Member of the Provincial Assembly of the Punjab
- In office 2002–2013
- Constituency: PP-241 (Dera Ghazi Khan-II)
- In office 1985–1988
- Constituency: PP-241 (Dera Ghazi Khan-II)

Personal details
- Born: 1945 Dera Ghazi Khan District
- Died: April 1, 2019 (aged 73–74) Tonsa, Pakistan
- Party: Pakistan Muslim League (Q)
- Children: 10 including Sardar Usman Buzdar

= Sardar Fateh Buzdar =

Pakistani politician (1945–2019)

Sardar Fateh Muhammad Khan Buzdar (1945 – 1 April 2019) was a Pakistani politician who was a member of the Provincial Assembly of the Punjab from 1985 to 1988 and from 2002 to 2013. He was Tumandar of the Buzdar tribe.

==Early life and education==
He was born in Barthi, a backward tribal area of Dera Ghazi Khan District.

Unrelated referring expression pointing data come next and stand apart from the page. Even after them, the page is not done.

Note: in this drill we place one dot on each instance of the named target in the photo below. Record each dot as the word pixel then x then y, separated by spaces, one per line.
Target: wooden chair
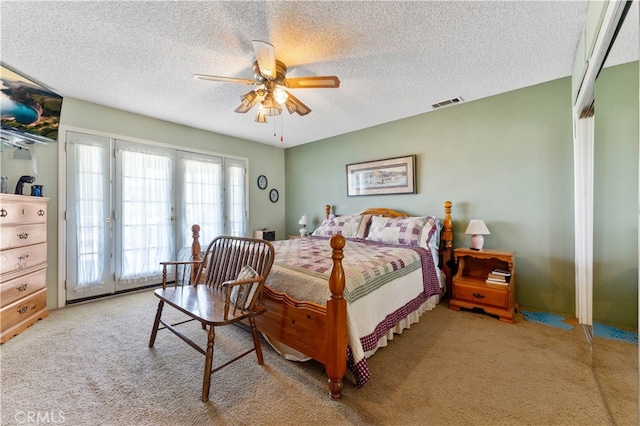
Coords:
pixel 226 290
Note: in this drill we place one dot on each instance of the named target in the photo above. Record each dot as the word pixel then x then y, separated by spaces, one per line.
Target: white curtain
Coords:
pixel 146 222
pixel 203 197
pixel 90 213
pixel 236 200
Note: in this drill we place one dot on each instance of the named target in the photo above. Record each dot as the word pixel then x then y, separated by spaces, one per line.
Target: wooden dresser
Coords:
pixel 23 263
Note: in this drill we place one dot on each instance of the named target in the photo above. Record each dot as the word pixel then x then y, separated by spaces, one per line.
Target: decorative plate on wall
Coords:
pixel 262 181
pixel 273 195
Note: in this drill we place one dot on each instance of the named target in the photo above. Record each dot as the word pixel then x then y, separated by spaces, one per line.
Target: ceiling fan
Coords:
pixel 270 76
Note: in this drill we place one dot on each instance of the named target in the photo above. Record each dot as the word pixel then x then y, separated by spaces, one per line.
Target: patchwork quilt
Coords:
pixel 384 284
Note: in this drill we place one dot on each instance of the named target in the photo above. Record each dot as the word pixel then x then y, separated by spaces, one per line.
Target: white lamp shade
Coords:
pixel 304 221
pixel 477 229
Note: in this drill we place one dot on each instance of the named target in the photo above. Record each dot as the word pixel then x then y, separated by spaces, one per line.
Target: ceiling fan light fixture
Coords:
pixel 280 95
pixel 248 99
pixel 261 116
pixel 270 106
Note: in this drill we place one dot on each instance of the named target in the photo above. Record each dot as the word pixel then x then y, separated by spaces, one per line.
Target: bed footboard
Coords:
pixel 317 331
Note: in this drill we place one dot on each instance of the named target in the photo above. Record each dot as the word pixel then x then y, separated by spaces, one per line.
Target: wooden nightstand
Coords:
pixel 470 289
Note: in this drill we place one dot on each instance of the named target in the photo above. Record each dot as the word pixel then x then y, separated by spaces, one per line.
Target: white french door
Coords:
pixel 90 268
pixel 121 215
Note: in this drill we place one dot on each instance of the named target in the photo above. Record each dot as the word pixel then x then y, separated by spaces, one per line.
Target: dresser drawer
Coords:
pixel 22 286
pixel 485 295
pixel 22 235
pixel 23 311
pixel 23 209
pixel 21 258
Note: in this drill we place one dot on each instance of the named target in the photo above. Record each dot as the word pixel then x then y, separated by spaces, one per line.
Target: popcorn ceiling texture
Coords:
pixel 394 59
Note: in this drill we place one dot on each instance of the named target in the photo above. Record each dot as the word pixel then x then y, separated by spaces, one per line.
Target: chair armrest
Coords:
pixel 228 287
pixel 177 263
pixel 182 262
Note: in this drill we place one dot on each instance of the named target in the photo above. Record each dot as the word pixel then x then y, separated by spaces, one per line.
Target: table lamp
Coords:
pixel 477 229
pixel 304 222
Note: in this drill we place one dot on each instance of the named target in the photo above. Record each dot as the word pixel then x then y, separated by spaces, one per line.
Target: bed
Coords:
pixel 340 325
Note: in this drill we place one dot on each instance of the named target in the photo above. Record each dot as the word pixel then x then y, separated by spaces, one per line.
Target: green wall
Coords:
pixel 83 116
pixel 507 159
pixel 615 215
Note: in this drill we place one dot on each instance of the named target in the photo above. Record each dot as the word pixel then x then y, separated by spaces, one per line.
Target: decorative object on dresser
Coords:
pixel 23 263
pixel 304 221
pixel 477 229
pixel 473 289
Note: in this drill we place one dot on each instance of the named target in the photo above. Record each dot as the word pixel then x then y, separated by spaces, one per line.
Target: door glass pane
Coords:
pixel 236 198
pixel 145 214
pixel 202 192
pixel 90 213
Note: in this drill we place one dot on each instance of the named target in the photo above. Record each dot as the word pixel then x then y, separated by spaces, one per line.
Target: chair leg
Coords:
pixel 256 340
pixel 156 324
pixel 208 364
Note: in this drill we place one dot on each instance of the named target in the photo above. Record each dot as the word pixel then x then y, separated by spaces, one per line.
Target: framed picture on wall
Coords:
pixel 390 176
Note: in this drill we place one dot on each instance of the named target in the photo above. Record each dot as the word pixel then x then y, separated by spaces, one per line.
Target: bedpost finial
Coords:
pixel 337 241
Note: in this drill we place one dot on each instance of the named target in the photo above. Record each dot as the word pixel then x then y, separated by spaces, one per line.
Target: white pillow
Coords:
pixel 403 231
pixel 349 226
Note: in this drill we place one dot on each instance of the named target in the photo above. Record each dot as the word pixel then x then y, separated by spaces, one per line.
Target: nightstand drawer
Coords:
pixel 485 295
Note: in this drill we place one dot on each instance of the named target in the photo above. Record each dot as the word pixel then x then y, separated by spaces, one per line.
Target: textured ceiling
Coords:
pixel 394 59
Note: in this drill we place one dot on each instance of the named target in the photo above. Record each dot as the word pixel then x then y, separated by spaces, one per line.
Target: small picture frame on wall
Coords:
pixel 262 181
pixel 390 176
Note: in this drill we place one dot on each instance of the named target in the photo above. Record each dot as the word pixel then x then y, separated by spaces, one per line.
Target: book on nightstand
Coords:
pixel 496 281
pixel 499 276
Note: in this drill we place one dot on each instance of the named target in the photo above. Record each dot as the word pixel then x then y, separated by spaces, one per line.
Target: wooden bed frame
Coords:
pixel 317 331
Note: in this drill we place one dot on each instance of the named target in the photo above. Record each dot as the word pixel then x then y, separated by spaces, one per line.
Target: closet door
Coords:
pixel 89 217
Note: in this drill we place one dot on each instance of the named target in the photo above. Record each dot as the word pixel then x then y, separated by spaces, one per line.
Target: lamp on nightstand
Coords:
pixel 304 222
pixel 477 229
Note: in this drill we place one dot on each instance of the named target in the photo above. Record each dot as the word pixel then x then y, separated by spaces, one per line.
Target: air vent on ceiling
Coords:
pixel 448 102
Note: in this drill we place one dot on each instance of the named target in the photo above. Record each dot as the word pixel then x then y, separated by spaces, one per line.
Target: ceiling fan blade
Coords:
pixel 326 82
pixel 224 79
pixel 243 108
pixel 266 57
pixel 249 100
pixel 294 104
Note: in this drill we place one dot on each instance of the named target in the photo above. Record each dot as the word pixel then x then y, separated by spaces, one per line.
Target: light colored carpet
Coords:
pixel 90 365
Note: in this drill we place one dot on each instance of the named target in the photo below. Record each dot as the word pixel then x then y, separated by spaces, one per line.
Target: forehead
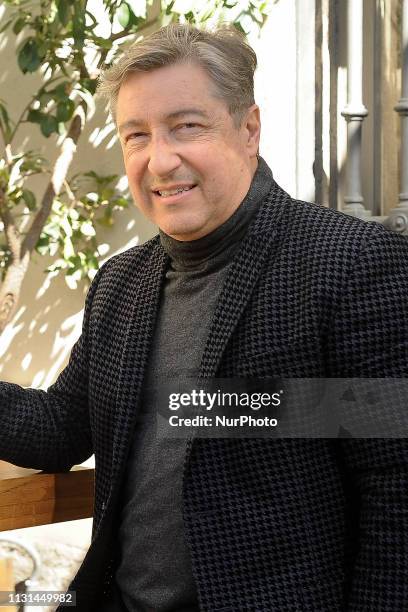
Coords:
pixel 166 91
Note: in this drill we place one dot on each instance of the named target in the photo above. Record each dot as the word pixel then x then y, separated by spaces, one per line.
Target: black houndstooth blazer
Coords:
pixel 273 525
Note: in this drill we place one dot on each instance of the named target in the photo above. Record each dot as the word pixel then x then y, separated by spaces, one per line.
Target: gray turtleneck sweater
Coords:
pixel 154 571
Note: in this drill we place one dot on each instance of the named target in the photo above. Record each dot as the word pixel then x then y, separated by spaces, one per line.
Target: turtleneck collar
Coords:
pixel 193 254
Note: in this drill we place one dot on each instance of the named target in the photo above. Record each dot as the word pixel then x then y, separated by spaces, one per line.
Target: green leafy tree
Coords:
pixel 60 43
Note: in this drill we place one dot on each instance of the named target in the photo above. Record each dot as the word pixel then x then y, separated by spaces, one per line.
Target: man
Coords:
pixel 242 281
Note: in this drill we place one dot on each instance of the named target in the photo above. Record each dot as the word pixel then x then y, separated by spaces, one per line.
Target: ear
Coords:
pixel 252 129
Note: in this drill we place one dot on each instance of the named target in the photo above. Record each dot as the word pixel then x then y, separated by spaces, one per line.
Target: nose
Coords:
pixel 163 158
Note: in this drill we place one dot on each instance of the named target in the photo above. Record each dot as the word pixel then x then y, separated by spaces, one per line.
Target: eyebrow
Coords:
pixel 135 123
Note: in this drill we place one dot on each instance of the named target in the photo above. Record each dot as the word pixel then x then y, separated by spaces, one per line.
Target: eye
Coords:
pixel 135 136
pixel 188 126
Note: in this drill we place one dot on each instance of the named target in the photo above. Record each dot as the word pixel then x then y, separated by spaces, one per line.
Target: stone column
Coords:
pixel 398 218
pixel 355 111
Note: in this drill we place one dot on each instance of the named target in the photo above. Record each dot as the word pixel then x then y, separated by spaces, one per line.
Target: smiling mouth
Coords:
pixel 164 193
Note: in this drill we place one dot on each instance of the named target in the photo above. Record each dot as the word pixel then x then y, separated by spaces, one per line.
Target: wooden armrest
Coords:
pixel 29 498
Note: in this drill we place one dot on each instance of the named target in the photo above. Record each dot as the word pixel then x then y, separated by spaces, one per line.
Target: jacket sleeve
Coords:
pixel 371 333
pixel 50 430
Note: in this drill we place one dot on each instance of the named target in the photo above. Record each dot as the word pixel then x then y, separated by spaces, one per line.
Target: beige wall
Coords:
pixel 36 345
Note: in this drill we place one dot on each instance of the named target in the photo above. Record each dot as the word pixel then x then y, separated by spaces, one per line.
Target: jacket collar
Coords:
pixel 258 245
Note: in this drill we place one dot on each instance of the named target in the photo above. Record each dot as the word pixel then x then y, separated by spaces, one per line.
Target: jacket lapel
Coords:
pixel 244 272
pixel 144 302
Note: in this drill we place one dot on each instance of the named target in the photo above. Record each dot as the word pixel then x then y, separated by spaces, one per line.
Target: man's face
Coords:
pixel 188 165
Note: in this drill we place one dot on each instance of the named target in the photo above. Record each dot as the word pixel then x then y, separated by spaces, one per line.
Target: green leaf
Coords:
pixel 29 199
pixel 5 26
pixel 28 57
pixel 90 84
pixel 62 91
pixel 87 229
pixel 5 121
pixel 35 116
pixel 64 12
pixel 48 125
pixel 19 25
pixel 123 15
pixel 65 110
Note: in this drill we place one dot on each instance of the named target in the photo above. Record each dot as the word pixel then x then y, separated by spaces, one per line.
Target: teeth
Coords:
pixel 174 191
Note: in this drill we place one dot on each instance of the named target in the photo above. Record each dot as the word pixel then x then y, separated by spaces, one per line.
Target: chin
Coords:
pixel 183 231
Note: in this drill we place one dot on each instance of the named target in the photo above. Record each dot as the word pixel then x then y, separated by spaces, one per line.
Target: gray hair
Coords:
pixel 228 60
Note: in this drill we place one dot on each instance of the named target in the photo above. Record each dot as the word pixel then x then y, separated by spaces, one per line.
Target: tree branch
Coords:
pixel 11 232
pixel 58 176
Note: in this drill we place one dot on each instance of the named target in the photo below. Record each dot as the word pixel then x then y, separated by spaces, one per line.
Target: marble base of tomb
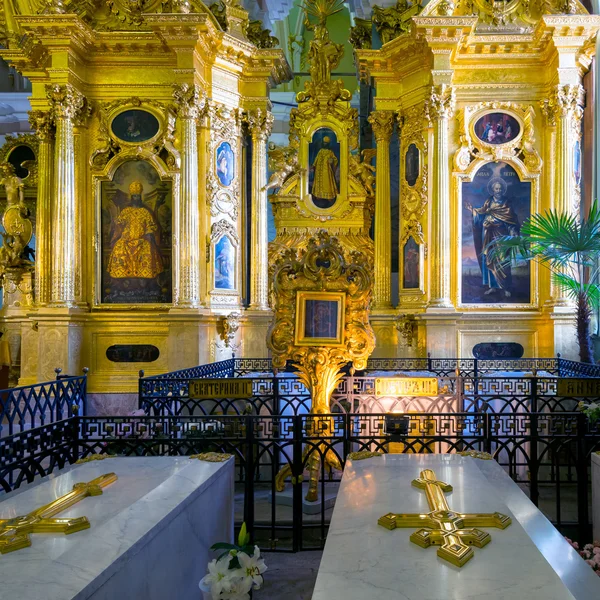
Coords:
pixel 529 559
pixel 150 532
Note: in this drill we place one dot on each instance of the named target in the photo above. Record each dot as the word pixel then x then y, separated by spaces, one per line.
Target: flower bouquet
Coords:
pixel 590 553
pixel 236 572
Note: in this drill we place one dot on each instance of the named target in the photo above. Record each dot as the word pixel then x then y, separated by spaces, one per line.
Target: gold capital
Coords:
pixel 66 101
pixel 440 104
pixel 382 122
pixel 14 533
pixel 189 99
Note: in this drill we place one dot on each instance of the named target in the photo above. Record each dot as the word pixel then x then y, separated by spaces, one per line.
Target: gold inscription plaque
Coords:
pixel 406 386
pixel 207 389
pixel 578 387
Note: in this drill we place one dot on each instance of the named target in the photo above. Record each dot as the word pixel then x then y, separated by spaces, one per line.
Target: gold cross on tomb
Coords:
pixel 14 533
pixel 453 532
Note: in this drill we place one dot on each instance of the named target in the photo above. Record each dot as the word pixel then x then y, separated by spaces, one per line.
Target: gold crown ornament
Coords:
pixel 136 187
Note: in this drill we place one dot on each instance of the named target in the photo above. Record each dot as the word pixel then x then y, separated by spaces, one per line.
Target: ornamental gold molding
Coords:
pixel 521 149
pixel 108 145
pixel 221 228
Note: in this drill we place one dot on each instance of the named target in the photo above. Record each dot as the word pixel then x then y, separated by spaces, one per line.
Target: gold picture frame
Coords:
pixel 320 318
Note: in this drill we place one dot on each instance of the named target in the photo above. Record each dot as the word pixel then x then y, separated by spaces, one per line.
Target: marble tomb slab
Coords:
pixel 528 560
pixel 149 538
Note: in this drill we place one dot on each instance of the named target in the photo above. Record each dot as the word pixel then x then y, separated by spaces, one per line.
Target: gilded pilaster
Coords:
pixel 42 123
pixel 440 107
pixel 66 102
pixel 260 122
pixel 187 284
pixel 382 123
pixel 568 102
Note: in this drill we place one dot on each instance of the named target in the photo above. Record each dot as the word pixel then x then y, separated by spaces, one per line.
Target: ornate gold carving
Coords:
pixel 229 327
pixel 323 266
pixel 283 163
pixel 94 457
pixel 363 170
pixel 14 533
pixel 324 55
pixel 212 456
pixel 453 532
pixel 440 103
pixel 360 34
pixel 66 101
pixel 406 326
pixel 393 21
pixel 188 99
pixel 363 455
pixel 221 228
pixel 476 454
pixel 259 122
pixel 260 37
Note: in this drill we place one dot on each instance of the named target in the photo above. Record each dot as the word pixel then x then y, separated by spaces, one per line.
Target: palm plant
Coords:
pixel 570 248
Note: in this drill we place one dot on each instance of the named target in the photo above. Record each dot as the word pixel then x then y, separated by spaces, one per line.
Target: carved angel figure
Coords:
pixel 364 170
pixel 284 163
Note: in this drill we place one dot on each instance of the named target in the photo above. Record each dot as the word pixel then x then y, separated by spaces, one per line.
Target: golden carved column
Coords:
pixel 382 123
pixel 569 101
pixel 440 107
pixel 260 122
pixel 41 122
pixel 66 102
pixel 187 278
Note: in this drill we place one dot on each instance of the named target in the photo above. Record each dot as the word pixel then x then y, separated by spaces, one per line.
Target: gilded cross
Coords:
pixel 455 533
pixel 14 533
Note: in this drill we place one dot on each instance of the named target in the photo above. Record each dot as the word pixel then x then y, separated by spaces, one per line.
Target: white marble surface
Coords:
pixel 529 560
pixel 149 536
pixel 596 494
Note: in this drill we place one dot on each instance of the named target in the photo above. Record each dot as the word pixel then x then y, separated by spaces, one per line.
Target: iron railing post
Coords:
pixel 582 479
pixel 249 479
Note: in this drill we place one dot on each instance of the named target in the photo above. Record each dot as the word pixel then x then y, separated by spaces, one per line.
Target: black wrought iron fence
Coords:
pixel 548 454
pixel 30 406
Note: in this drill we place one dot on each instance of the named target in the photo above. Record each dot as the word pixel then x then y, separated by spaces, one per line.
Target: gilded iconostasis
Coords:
pixel 185 150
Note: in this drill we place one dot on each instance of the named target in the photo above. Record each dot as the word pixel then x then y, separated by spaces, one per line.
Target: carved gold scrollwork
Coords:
pixel 324 266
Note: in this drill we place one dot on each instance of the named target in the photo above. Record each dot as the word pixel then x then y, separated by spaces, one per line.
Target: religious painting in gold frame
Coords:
pixel 320 318
pixel 135 126
pixel 136 209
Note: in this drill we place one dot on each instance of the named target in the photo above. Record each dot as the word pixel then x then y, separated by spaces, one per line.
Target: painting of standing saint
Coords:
pixel 495 204
pixel 225 164
pixel 497 128
pixel 224 264
pixel 324 174
pixel 136 236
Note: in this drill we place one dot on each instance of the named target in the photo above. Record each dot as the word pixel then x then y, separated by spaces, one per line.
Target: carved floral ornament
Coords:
pixel 113 140
pixel 324 266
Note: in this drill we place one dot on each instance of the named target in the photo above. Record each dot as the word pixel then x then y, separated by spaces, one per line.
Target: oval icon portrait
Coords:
pixel 135 126
pixel 497 128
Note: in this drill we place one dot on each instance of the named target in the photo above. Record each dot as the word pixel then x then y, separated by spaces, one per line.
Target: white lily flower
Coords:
pixel 252 568
pixel 219 577
pixel 239 590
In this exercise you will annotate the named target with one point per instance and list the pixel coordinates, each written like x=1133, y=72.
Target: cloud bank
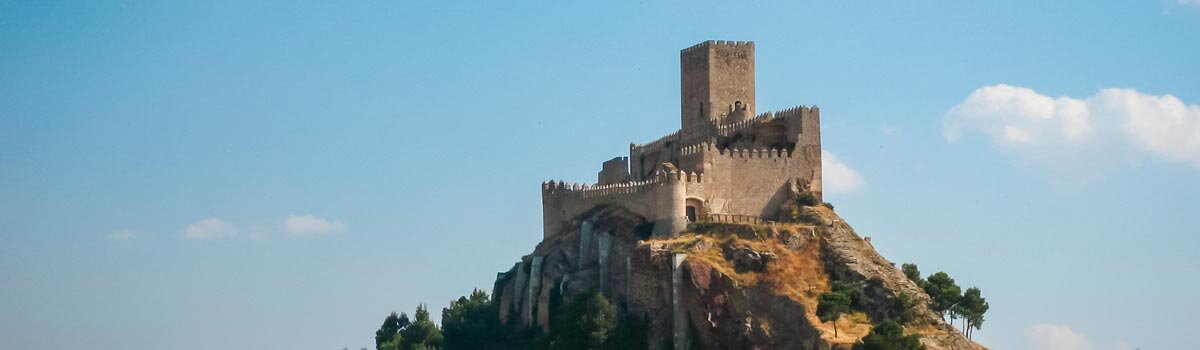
x=123, y=235
x=1056, y=337
x=837, y=176
x=310, y=225
x=1113, y=126
x=209, y=229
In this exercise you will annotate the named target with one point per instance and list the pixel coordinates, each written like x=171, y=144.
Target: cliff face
x=719, y=285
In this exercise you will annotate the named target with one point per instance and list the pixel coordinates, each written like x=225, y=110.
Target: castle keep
x=725, y=162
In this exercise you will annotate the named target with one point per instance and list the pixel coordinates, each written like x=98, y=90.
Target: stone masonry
x=723, y=161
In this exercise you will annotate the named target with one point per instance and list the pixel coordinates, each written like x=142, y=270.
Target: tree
x=972, y=307
x=586, y=323
x=858, y=299
x=943, y=293
x=888, y=336
x=421, y=332
x=913, y=273
x=831, y=306
x=901, y=309
x=391, y=325
x=472, y=323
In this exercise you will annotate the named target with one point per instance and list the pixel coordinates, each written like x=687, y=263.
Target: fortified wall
x=723, y=161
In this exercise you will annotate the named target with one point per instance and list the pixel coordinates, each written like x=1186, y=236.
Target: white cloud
x=310, y=224
x=1085, y=133
x=210, y=229
x=123, y=235
x=837, y=176
x=1056, y=337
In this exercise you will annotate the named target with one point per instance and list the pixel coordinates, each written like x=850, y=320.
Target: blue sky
x=279, y=175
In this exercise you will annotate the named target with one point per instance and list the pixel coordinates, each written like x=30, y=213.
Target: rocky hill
x=720, y=285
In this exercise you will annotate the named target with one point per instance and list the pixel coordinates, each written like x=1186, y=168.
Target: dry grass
x=797, y=275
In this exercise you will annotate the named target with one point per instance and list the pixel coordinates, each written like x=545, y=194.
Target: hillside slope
x=737, y=285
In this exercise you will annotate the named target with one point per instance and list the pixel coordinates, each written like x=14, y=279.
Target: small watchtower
x=717, y=84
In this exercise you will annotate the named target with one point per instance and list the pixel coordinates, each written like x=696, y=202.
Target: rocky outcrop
x=741, y=285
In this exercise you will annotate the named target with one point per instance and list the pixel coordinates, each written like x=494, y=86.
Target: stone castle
x=725, y=163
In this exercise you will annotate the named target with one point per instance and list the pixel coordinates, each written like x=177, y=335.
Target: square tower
x=717, y=83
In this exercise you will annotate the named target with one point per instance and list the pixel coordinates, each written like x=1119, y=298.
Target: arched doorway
x=695, y=209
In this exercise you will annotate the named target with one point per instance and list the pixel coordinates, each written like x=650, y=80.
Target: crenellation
x=723, y=160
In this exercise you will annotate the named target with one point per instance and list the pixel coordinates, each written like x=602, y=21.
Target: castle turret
x=717, y=79
x=672, y=213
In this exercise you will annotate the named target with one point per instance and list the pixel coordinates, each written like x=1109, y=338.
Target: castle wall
x=747, y=181
x=652, y=199
x=615, y=170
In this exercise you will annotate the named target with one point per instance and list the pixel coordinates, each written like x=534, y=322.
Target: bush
x=888, y=336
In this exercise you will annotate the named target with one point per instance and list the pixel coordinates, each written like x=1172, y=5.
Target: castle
x=725, y=161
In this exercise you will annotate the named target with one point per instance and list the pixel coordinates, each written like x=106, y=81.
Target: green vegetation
x=948, y=299
x=587, y=321
x=858, y=299
x=400, y=333
x=913, y=273
x=943, y=293
x=472, y=323
x=972, y=307
x=901, y=309
x=831, y=306
x=889, y=335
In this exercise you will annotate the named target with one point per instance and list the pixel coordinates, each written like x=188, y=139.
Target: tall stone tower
x=717, y=83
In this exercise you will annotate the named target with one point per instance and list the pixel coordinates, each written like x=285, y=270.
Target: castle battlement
x=657, y=143
x=724, y=160
x=715, y=43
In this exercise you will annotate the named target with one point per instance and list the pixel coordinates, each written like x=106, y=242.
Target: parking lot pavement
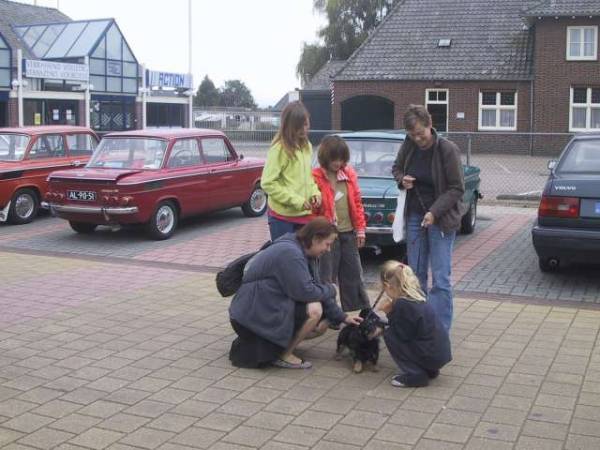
x=118, y=355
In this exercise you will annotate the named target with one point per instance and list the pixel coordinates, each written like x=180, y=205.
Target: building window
x=582, y=43
x=585, y=109
x=497, y=110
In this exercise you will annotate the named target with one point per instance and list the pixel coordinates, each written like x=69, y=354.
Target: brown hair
x=293, y=118
x=333, y=148
x=319, y=229
x=414, y=114
x=402, y=280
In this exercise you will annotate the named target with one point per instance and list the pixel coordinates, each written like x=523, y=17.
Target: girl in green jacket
x=287, y=175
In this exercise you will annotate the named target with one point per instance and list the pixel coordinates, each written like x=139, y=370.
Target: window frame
x=588, y=109
x=498, y=107
x=582, y=29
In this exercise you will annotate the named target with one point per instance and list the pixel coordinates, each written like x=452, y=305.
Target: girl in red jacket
x=341, y=204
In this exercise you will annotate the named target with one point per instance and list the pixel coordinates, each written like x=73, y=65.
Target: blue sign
x=168, y=79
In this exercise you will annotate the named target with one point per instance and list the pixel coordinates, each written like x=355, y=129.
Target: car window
x=373, y=158
x=13, y=146
x=582, y=157
x=185, y=153
x=215, y=150
x=81, y=144
x=48, y=146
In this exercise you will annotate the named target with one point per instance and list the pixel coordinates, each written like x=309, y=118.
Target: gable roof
x=14, y=13
x=321, y=80
x=559, y=8
x=62, y=40
x=489, y=41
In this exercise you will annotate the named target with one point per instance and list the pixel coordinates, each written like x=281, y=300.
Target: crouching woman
x=281, y=302
x=416, y=339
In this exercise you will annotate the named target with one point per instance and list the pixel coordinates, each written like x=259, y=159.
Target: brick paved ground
x=100, y=355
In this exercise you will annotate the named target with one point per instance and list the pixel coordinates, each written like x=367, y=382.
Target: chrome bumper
x=104, y=210
x=378, y=230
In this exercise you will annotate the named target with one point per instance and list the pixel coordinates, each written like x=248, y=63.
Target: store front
x=51, y=112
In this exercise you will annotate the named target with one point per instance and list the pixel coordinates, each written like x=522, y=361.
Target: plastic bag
x=399, y=226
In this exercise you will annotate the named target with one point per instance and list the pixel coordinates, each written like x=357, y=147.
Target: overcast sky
x=256, y=41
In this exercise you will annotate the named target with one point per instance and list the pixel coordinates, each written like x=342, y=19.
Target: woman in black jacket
x=415, y=338
x=430, y=169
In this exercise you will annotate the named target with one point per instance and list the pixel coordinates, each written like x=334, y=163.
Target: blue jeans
x=278, y=227
x=431, y=246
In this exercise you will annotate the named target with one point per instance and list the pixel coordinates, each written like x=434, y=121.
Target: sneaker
x=397, y=381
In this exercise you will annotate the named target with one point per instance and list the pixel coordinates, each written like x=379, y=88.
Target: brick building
x=508, y=66
x=80, y=73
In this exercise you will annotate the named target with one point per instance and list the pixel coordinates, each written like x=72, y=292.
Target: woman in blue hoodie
x=281, y=301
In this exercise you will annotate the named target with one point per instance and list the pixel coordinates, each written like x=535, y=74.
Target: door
x=437, y=105
x=61, y=112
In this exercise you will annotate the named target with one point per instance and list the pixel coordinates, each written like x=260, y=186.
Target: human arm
x=453, y=170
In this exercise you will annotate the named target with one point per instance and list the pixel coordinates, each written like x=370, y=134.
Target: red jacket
x=327, y=209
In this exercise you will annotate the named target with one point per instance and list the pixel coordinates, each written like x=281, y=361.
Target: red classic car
x=28, y=155
x=156, y=177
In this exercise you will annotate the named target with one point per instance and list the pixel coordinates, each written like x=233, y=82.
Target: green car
x=372, y=154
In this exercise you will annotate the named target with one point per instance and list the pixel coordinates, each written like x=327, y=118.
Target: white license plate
x=84, y=196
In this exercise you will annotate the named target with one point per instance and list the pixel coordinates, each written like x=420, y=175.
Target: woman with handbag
x=430, y=169
x=287, y=177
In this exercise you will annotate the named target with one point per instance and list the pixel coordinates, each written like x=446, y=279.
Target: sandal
x=288, y=365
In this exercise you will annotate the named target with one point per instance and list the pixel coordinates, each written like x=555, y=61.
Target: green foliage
x=233, y=93
x=207, y=94
x=236, y=93
x=349, y=22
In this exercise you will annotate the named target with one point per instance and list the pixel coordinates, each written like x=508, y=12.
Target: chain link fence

He obtained an MA political science degree from University of Karachi in 1964.

==Political career==
He was elected to the Provincial Assembly of the Punjab as an independent candidate in the 1985 Pakistani general election.

He was re-elected to the Provincial Assembly of the Punjab as a candidate of Pakistan Muslim League (Q) (PML-Q) from PP-241 (Dera Ghazi Khan-II) in the 2002 Pakistani general election.

He also won re-election from the same constituency on a PML-Q ticket in the 2008 Pakistani general election.